Stanford Bioengineers Develop "Reverse Translation" Chemistry to Decode Proteins Using Low Cost DNA Sequencers

Stanford bioengineers unveil a "reverse translation" method to sequence proteins using DNA technology, offering 1,000x more sensitivity than mass spectrometry.

By: AXL Media

Published: Mar 18, 2026, 9:46 AM EDT

Source: Information for this report was sourced from Stanford University

Bridging the Technological Gap Between Genomic and Proteomic Sequencing

While the scientific community has spent two decades perfecting high-speed, low-cost DNA sequencing, the ability to sequence proteins has lagged significantly behind. DNA serves as the cellular instruction manual, but proteins are the actual machinery that executes biological functions, folding into the complex shapes that drive immune responses and disease progression. A team led by Stanford professor H. Tom Soh has now introduced a novel approach that effectively runs the natural biological process in reverse. By converting amino acid sequences back into a DNA format, researchers can finally use established genomic infrastructure to decode the proteins that perform the essential work of living cells.

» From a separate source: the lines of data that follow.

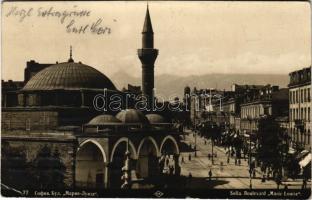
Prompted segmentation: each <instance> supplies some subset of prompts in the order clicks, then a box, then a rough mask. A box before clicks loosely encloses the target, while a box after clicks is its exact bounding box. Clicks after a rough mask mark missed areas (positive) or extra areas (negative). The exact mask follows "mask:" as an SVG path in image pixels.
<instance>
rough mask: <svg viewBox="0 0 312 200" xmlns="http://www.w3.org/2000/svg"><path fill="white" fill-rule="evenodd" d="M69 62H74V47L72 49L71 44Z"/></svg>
mask: <svg viewBox="0 0 312 200" xmlns="http://www.w3.org/2000/svg"><path fill="white" fill-rule="evenodd" d="M68 62H74V59H73V49H72V46H71V45H70V49H69V59H68Z"/></svg>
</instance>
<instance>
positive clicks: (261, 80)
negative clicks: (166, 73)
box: [110, 72, 289, 98]
mask: <svg viewBox="0 0 312 200" xmlns="http://www.w3.org/2000/svg"><path fill="white" fill-rule="evenodd" d="M110 78H111V80H112V81H113V82H114V84H115V85H116V87H117V88H118V89H122V88H123V87H127V85H128V83H129V84H132V85H141V78H140V77H133V76H131V75H129V74H127V73H125V72H118V73H116V74H114V75H113V76H111V77H110ZM288 79H289V78H288V75H287V74H273V75H272V74H204V75H200V76H195V75H191V76H186V77H184V76H183V77H182V76H176V75H169V74H162V75H159V76H156V77H155V86H156V89H157V91H156V92H157V94H158V95H159V94H161V95H162V96H164V97H166V98H168V97H169V96H179V97H181V96H182V95H183V91H184V87H185V86H187V85H188V86H190V87H191V89H193V88H194V87H196V88H198V89H201V88H217V89H222V90H223V89H225V90H230V89H231V85H232V84H233V83H236V84H250V85H265V84H271V85H278V86H280V88H283V87H287V84H288V82H289V80H288Z"/></svg>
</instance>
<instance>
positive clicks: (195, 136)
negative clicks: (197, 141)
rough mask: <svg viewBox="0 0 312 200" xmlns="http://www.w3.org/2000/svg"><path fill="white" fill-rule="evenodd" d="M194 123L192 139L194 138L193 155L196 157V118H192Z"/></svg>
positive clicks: (196, 144)
mask: <svg viewBox="0 0 312 200" xmlns="http://www.w3.org/2000/svg"><path fill="white" fill-rule="evenodd" d="M194 125H195V130H194V140H195V146H194V151H195V153H194V156H195V157H197V152H196V151H197V150H196V147H197V137H196V132H197V126H196V118H194Z"/></svg>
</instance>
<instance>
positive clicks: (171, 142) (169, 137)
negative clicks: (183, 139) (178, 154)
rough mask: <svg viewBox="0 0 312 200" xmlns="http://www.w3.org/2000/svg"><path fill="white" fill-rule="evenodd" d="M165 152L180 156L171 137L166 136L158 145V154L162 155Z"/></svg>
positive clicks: (170, 136)
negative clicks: (175, 154)
mask: <svg viewBox="0 0 312 200" xmlns="http://www.w3.org/2000/svg"><path fill="white" fill-rule="evenodd" d="M166 151H170V153H175V154H180V149H179V145H178V143H177V141H176V140H175V139H174V137H172V136H171V135H168V136H166V137H165V138H164V139H163V140H162V142H161V144H160V153H161V154H162V155H163V154H164V153H165V152H166Z"/></svg>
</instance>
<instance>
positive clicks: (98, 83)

Overcoming the Chemical Complexity of Amino Acid Detection

Sequencing proteins is inherently more difficult than sequencing DNA because proteins are constructed from 20 different amino acids, compared to only four nucleic acid bases in DNA. Furthermore, these amino acids are nearly three times smaller than their DNA counterparts, making them notoriously difficult for traditional sensors to distinguish. The Stanford team addressed this by developing a unique chemistry that tags individual amino acids within a peptide chain using molecule-specific DNA barcodes. This "synthetic DNA" marks the identity and position of each amino acid, creating a readable template that standard sequencing platforms can interpret with unprecedented precision.

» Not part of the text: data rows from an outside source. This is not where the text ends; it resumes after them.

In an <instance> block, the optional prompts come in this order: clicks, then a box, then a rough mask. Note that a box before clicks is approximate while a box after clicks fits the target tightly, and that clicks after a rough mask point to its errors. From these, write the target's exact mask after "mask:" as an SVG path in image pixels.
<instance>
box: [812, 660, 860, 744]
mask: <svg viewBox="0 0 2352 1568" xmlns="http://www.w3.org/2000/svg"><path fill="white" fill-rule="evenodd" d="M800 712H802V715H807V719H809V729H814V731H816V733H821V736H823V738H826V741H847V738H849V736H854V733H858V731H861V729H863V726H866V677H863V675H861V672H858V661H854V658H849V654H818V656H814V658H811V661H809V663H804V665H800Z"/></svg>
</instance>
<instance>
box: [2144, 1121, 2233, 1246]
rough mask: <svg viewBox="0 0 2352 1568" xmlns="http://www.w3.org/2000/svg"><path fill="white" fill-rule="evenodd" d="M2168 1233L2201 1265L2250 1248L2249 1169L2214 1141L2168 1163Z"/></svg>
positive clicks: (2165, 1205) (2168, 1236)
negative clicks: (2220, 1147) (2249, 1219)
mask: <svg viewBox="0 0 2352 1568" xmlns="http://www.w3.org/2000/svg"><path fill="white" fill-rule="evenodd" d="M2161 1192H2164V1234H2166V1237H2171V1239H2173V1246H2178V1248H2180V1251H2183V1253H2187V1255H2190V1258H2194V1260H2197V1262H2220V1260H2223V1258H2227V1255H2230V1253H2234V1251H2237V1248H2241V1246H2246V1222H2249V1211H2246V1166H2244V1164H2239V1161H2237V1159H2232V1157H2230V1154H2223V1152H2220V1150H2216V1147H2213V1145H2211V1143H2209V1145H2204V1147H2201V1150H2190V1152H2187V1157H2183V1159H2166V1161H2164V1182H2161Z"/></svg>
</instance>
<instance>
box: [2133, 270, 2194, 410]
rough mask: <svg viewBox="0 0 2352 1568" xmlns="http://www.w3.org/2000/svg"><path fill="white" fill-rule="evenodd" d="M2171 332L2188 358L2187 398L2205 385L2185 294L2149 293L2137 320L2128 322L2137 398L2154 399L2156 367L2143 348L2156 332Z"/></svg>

Achieving Single Molecule Sensitivity Beyond Mass Spectrometry

The most significant advantage of this new method is its extreme sensitivity compared to current industry standards. Traditional mass spectrometry typically requires a massive sample of one billion to ten billion protein molecules to successfully detect just one million. In contrast, the Stanford technique, led by research engineer Liwei Zheng, can potentially visualize 1,000 times that amount from the same sample size. This leap in sensitivity allows scientists to observe rare proteins that were previously invisible, providing a clearer picture of the cellular diversity that exists even among seemingly identical cells.